Curator’s Note
I have followed Mark Steven Greenfield's work since the 90s. His work has been a decades-long commitment to reify his feelings and knowledge of the world in his paintings. While his work has been inspired by the black experience in America, his paintings are far more than reactions to history. Above all, they are structuring a new language of expression that benefits from the strata of historical information processed in the crucible of his fires. His Black Madonna and HALO series presented in this exhibition "AURAS" reframe the black experience and European history as it was replanted on a newfound soil.
Mark Steven Greenfield is a painter of phenomenal insight whose work exemplifies issues at play regarding the black identity and history in the United States. These two series, Black Madonna and HALO, reflect the spirituality permeating the black psyche as they reach back into the earliest experiences of their presence on the American continent and their exposure to European Christian narratives. Halo conveys the black spiritual experience through various social, political, and religious signs and symbols. By appropriating and repositioning these signs and symbols, Halo colonizes the colonizer.

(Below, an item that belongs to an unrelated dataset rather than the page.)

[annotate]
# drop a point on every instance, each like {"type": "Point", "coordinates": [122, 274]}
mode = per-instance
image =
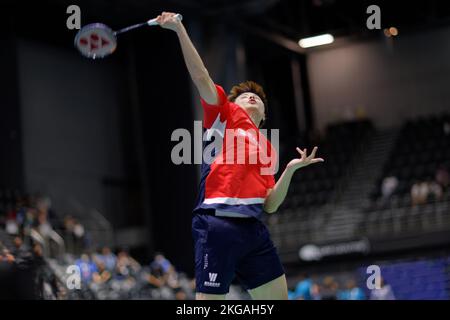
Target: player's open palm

Each image is the truth resurfaced as the story is retold. To put it artfully and adroitly, each of his images is born of the black bosom of love and the black experiences of pain, and yet it exemplifies their struggle, survival and victory. From all perspectives, these images are a fusion of European and African experiences. They are a unifying sign that undermines differences, biases, and historical fractures. Greenfield's art transforms the European and American imagery into what is familiar to one group in regard to color and familiar to another group in regard to the narrative and history of art. I have no other path of understanding but to conclude that the stories belong to those who have lived them and processed them in their own settings and through their own experiences. Most importantly, in today's political and philosophical arena of the American experience and its masked racial divisions, the Black Madonna and Halo series offer a new vision of the black persona and of the white history that transcends the narratives of the injustices experienced.
I am delighted that Ronald H. Silverman Fine Arts Gallery has once again the opportunity to present work by Mark Steven Greenfield, "AURAS," the Black Madonna and Halo series, which a majority were accomplished between the years 2018 and 2024. The gallery looks forward to robust discussions regarding the artistic and social merits of Greenfield's work.